Plenty of Game of Thrones fans have dreamed of having their own direwolves as pets just like the Starks – as it turns out, if they lived thousands of years ago, they may well have done.
Just like many things in the series are inspired by real life, the near-mythical icons of the Stark family are inspired by real creatures that walked the earth millennia ago.
In fact, new research published this week in the journal Nature has revealed more about the extinct creatures than ever before.
The direwolves lived until around 13,000 years ago. They became extinct around the end of the last ice age, and before then could be found roaming the Americas and eastern Asia.
It was previously thought that the animals were a ‘beefed-up version’ of the common grey wolf, around twice the size of a German shepherd.
However, new first DNA research of fossilised dire wolf remains show that the beasts were more unalike common wolves that survive today than first thought.

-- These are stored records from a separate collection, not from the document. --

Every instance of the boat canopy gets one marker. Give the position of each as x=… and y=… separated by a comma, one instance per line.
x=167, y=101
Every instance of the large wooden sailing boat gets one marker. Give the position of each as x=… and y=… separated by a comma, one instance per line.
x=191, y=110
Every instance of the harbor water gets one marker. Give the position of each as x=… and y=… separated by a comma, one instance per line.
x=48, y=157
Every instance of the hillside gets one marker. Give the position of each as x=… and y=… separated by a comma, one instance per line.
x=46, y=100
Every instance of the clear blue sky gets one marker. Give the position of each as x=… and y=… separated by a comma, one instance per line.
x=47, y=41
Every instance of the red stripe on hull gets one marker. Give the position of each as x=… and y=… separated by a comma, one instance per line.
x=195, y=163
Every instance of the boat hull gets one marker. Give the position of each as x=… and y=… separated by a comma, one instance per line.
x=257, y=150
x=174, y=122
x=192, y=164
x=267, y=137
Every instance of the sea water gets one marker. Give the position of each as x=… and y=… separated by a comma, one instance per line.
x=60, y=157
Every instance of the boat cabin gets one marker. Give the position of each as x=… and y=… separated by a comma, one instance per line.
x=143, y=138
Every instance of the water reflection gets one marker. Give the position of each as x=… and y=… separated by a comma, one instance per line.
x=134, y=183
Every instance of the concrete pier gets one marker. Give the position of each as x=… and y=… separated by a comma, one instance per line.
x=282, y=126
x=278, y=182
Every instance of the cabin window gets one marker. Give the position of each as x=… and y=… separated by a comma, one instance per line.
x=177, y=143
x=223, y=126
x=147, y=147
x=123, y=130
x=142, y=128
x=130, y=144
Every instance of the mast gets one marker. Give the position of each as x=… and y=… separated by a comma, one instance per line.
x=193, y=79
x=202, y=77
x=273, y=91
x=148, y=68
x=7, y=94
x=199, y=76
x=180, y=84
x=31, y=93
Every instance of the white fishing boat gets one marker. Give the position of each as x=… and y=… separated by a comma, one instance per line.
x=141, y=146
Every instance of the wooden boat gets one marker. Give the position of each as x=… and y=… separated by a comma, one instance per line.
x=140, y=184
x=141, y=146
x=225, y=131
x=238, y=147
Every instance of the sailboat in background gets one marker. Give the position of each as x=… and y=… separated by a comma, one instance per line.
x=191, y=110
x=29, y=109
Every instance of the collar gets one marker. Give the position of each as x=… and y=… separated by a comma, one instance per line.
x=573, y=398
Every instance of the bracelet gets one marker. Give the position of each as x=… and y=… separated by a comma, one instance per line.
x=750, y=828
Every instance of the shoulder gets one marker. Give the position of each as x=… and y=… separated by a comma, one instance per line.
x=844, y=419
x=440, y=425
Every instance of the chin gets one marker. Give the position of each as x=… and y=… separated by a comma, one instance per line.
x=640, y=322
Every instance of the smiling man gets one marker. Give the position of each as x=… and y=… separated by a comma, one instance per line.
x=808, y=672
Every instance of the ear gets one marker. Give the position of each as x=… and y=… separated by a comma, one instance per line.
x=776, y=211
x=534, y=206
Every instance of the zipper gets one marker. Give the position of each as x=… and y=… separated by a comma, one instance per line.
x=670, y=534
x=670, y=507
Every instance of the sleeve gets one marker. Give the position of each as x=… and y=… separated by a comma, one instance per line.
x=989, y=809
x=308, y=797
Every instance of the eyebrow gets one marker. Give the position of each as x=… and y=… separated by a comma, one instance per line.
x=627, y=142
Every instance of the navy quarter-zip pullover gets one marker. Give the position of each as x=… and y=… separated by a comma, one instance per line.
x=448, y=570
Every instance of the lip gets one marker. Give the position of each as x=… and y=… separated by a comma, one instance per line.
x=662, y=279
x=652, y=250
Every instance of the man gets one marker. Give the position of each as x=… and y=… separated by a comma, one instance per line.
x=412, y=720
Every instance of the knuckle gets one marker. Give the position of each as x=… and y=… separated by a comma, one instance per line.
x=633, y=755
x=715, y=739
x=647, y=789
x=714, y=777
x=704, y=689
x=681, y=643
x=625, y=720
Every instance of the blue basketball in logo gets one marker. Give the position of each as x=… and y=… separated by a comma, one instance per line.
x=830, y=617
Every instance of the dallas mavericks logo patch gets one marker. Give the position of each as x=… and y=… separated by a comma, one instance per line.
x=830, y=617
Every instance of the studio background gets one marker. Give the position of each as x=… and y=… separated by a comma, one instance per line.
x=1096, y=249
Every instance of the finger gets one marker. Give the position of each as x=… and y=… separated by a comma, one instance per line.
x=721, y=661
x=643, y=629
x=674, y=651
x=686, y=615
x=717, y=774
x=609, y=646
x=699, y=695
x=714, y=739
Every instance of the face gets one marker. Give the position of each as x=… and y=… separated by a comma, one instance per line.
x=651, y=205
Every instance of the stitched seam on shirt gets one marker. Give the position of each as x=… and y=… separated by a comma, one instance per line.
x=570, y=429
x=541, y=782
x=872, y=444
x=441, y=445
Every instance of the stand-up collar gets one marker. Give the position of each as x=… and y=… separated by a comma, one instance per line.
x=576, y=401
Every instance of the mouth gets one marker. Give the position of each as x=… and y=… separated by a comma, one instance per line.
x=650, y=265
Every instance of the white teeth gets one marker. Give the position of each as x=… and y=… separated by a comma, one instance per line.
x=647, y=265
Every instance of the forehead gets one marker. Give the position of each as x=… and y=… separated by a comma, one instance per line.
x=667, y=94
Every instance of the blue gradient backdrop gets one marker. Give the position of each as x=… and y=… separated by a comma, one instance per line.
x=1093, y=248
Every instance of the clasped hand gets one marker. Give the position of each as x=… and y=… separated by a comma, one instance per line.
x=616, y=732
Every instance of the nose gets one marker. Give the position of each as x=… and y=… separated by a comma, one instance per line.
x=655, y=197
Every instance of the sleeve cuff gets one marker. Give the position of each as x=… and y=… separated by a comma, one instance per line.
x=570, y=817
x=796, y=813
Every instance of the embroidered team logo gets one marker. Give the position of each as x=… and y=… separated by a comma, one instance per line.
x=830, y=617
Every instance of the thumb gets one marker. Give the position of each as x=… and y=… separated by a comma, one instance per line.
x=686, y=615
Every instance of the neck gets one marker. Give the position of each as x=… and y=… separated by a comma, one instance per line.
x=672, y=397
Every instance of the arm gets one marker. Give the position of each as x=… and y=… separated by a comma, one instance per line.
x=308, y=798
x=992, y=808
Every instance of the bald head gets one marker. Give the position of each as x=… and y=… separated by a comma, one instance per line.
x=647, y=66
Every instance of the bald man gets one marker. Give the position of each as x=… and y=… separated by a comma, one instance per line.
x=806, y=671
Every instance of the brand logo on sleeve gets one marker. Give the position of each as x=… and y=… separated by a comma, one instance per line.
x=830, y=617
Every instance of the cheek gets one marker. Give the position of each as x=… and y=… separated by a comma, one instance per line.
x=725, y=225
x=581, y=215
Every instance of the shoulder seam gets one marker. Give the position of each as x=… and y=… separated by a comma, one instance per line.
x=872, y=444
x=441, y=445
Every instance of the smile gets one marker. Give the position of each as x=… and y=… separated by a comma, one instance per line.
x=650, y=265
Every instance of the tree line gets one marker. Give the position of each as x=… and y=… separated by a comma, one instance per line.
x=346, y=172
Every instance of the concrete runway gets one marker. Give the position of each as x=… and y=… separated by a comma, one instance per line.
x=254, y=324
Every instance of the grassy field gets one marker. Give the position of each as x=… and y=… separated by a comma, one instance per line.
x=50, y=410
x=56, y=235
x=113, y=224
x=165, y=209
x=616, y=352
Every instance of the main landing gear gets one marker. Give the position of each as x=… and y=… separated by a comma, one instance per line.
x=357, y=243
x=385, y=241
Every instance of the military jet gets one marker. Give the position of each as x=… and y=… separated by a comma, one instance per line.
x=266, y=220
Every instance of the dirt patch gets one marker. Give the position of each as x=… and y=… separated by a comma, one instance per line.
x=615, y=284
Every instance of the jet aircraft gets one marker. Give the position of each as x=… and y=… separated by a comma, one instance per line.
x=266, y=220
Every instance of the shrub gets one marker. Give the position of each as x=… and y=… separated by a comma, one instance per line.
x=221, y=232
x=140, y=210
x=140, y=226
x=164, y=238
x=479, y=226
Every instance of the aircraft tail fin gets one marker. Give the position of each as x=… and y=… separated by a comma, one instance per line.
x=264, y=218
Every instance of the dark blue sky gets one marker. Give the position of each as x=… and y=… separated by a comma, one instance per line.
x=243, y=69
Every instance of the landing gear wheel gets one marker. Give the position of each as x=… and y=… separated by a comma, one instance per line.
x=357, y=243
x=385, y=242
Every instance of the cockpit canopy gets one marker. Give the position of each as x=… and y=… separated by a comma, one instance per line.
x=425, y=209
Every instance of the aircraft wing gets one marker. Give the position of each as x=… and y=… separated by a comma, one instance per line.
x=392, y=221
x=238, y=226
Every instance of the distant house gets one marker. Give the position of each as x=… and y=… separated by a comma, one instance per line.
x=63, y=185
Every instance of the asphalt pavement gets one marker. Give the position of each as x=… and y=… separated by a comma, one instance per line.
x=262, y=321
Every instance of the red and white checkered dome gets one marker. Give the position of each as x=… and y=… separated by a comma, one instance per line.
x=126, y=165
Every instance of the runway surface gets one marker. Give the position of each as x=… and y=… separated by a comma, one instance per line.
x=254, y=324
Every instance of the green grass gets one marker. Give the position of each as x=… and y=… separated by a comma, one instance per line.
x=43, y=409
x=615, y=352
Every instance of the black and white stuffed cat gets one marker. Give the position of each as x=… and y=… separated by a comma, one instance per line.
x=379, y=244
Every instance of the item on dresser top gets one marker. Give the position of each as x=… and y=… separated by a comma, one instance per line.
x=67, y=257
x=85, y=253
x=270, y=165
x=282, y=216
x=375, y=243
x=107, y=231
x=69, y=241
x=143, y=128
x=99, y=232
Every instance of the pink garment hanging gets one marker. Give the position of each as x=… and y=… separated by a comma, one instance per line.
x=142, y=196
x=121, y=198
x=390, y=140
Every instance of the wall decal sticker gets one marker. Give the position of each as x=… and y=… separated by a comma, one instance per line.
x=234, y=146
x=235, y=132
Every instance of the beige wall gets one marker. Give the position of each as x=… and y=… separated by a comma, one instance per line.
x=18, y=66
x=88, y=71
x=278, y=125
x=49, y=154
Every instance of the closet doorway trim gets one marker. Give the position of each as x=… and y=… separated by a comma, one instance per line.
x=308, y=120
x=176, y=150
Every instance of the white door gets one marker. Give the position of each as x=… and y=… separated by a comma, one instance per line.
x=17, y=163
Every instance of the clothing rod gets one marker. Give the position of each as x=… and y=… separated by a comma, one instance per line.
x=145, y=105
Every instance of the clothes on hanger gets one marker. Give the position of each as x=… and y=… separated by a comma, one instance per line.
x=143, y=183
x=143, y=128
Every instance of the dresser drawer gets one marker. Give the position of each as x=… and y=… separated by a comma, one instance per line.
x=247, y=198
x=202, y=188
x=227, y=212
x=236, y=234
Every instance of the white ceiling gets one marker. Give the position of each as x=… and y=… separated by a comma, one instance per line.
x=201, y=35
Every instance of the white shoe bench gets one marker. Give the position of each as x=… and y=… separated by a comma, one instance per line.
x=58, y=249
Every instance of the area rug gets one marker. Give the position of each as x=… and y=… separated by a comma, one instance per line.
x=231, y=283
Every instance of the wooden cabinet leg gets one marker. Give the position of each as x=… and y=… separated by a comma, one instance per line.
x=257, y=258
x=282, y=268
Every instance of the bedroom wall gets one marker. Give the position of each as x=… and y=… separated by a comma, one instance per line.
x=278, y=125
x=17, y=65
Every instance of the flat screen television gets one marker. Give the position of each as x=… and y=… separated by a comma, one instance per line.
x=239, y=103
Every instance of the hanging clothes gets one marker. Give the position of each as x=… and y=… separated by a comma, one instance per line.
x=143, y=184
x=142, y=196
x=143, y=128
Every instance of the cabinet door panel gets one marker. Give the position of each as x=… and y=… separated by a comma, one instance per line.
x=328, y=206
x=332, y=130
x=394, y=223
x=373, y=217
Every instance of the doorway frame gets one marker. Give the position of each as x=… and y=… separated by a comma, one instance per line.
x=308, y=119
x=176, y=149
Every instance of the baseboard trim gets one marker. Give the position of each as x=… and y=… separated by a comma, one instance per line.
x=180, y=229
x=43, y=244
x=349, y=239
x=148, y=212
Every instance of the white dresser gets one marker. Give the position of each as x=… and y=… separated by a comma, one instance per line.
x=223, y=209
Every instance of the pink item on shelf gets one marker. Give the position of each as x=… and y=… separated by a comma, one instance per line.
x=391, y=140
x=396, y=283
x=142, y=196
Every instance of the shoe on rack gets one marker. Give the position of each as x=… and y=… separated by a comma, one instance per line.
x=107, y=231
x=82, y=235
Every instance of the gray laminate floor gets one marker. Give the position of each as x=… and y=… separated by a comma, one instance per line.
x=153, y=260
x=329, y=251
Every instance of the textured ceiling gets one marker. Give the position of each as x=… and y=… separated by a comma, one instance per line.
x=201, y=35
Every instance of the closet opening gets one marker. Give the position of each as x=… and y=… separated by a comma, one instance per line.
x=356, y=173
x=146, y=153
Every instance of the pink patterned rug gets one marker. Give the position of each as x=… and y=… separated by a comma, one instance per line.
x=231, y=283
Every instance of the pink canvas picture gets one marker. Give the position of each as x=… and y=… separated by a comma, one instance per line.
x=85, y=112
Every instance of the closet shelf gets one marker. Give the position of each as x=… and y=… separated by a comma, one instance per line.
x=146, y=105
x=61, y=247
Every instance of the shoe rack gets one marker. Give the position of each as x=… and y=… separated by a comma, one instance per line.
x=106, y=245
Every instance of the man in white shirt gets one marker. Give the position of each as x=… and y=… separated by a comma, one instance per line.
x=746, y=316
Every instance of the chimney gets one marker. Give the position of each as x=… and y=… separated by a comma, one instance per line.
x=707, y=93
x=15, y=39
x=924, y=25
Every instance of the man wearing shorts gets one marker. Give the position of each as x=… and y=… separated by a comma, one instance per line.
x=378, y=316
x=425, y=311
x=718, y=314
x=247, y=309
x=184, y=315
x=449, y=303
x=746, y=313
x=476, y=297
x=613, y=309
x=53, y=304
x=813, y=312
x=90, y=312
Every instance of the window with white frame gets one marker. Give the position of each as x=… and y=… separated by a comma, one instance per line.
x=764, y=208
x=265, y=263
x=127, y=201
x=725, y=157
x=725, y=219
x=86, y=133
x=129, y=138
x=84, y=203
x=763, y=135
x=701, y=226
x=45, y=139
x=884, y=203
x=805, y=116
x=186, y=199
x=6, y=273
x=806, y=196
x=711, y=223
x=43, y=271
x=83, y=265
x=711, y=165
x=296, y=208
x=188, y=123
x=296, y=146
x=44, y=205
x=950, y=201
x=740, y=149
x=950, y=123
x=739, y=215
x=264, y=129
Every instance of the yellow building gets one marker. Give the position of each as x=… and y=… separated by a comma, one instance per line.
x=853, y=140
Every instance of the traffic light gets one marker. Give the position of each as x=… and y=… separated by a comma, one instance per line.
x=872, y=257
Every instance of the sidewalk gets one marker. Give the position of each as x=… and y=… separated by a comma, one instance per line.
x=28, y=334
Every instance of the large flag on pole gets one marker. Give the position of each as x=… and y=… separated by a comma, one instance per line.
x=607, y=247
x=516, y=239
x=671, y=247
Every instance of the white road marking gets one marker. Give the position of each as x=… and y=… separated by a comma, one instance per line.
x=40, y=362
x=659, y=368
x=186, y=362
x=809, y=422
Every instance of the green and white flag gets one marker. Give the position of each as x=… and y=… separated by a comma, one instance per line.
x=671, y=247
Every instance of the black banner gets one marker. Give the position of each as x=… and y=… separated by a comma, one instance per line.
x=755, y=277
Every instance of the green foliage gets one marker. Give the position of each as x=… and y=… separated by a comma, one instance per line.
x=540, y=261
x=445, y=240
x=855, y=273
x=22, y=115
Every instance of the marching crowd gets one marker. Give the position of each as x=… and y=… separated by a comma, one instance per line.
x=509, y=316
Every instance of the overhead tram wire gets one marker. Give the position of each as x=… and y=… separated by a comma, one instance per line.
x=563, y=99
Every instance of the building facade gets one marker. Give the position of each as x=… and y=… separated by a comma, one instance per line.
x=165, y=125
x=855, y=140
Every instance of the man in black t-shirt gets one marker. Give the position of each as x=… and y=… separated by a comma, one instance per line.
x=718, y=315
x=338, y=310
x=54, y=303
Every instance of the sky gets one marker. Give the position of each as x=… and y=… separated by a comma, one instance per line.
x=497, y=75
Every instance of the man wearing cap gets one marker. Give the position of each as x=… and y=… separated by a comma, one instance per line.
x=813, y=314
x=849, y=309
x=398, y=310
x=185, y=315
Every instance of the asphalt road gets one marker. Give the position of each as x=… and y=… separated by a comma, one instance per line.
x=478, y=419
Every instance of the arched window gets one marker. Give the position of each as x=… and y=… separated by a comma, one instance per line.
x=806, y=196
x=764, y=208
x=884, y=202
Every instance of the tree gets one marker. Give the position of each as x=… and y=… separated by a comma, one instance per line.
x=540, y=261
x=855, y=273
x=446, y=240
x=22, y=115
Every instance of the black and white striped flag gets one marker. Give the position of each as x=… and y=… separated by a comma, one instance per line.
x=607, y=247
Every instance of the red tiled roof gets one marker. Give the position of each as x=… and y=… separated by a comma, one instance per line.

According to Kieren Mitchell, co-lead author from the University of Adelaide’s Australian Centre for Ancient DNA, said the extinct direwolves and common wolves are actually ‘more like distant cousins, like humans and chimpanzees’.
‘While ancient humans and Neanderthals appear to have interbred, as do modern grey wolves and coyotes, the genetic data suggests that dire wolves did not interbreed with any living canine species, Dr Mitchell said [via the SMH).
So, while they might have not protected noble households or tackled the forces of evil like they do in Game of Thrones, dire wolves were very real creatures indeed.
All we need to find now is a set of dragon remains and Game of Thrones fans will be happy.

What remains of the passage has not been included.